These limitations led us to develop a robust and cost-efficient way of efficiently screening large numbers of samples. Here we introduce a high-throughput screening approach for identifying mutations using Illumina sequencing, called CRISPR-finder. We describe both the library preparation of the samples and the analysis pipeline for identifying editing events. The method is compatible with sequencing on different Illumina instruments (MiSeq and HiSeq300), and the adapter sequences could be modified for use on other platforms.
Our approach is inspired by an amplicon sequencing method previously developed for pooling samples for the analysis of microbiomes (Lundberg et al., Reference Lundberg, Yourstone, Mieczkowski, Jones and Dangl2013). In our approach, the amplicon libraries are generated through a two-step PCR amplification using specific combinations of oligonucleotides for the first step. During the PCRs, frameshifting nucleotides and one of 96 unique indices are added. Based on the unique combination of the frameshifting nucleotides and the barcode we were able to sequence hundreds of samples, for example >900 samples, in a single Illumina MiSeq run. To illustrate the accuracy and the precision of the method we describe how we identified and characterized a Cas9-free line with a mutation in the ISOCHORISMATE SYNTHASE 1 (ICS1) gene.

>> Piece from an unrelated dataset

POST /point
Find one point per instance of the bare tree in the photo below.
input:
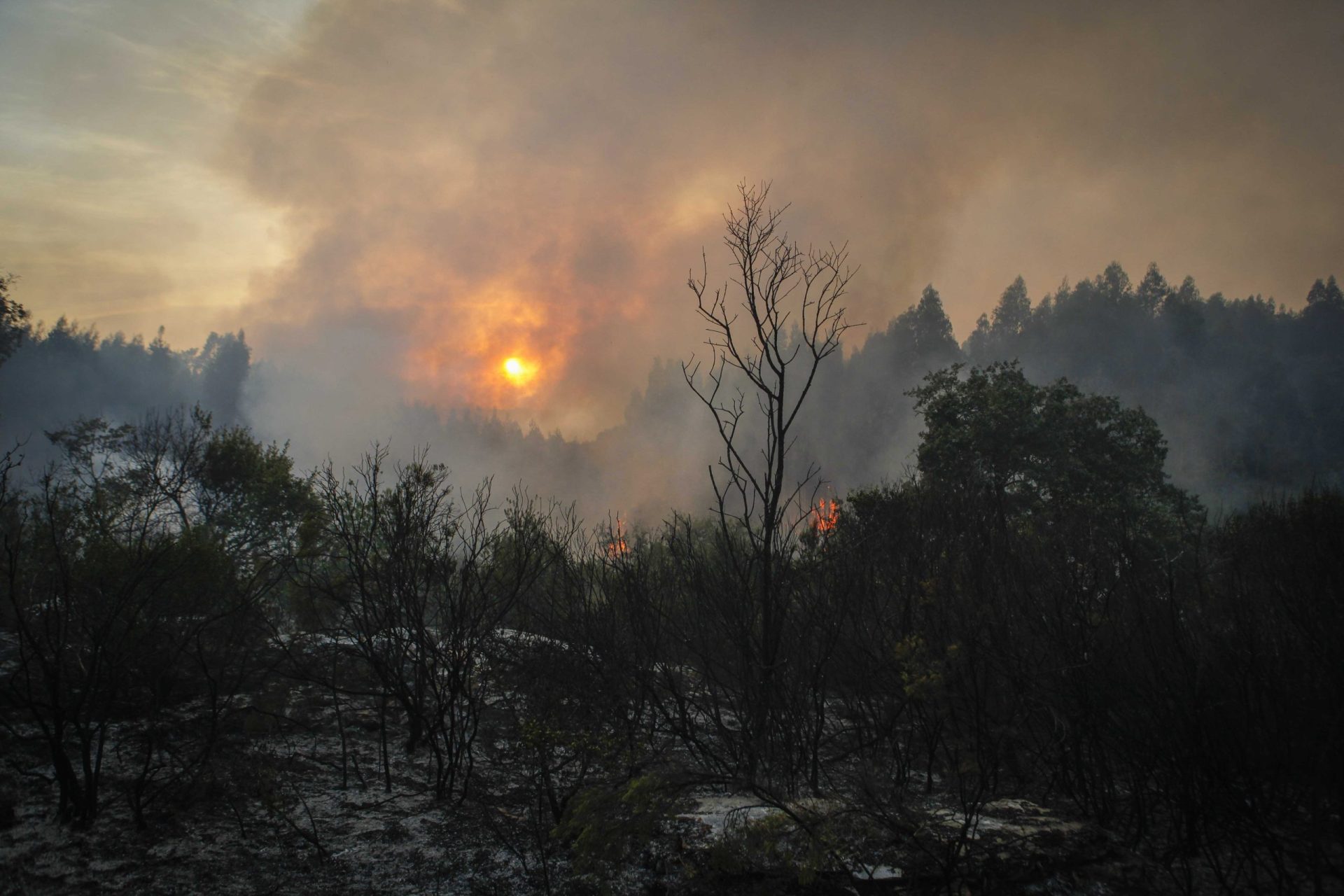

2.1. Target site identification
The aim of this study was to improve the speed of mutant identification with the CRISPR/Cas9 system. To demonstrate the efficacy of this new approach, the ISOCHORISMATE SYNTHASE 1 (ICS1) gene was targeted in different A. thaliana accessions (Supplementary Table S1). ICS1 encodes an enzyme involved in salicylic acid biosynthesis (Wildermuth et al., Reference Wildermuth, Dewdney, Wu and Ausubel2001).
The accessions of A. thaliana used in this study are from the first phase of the 1001 Genomes Project (Cao et al., Reference Cao, Schneeberger, Ossowski, Günther, Bender, Fitz, Koenig, Lanz, Stegle, Lippert, Wang, Ott, Müller, Alonso-Blanco, Borgwardt, Schmid and Weigel2011). The polymorph tool (http://polymorph.weigelworld.org) was used to align sequences of ICS1 from the different accessions. Target sites without sequence variation among the accessions were identified to select the guide RNAs (Figure 1a).
Plants were transformed separately with the ICS1 targeting construct (Supplementary Table S2). The primary transformants were found to have somatic editing events by using the CRISPR-finder genotyping pipeline. The selection of the transgene was based on glufosinate or the seed-specific expression of mCherry (Gao et al., Reference Gao, Chen, Dai, Zhang and Zhao2016; Kroj et al., Reference Kroj, Savino, Valon, Giraudat and Parcy2003).
2.2. Generation and sequencing of amplicons spanning CRISPR/Cas9 target sites
In order to quickly and unambiguously identify CRISPR/Cas9-induced mutations in a large number of plants, the targeted regions were amplified by PCR, attaching different barcodes for different individual plants, and then pools of barcoded PCR products were sequenced on an Illumina MiSeq (or HiSeq) instrument. The ICS1 locus was targeted in different accessions to determine the efficacy of the method at different genetic backgrounds. Two sites were targeted in the gene, 72 bp apart for ICS1. The amplified regions were 211 bp long.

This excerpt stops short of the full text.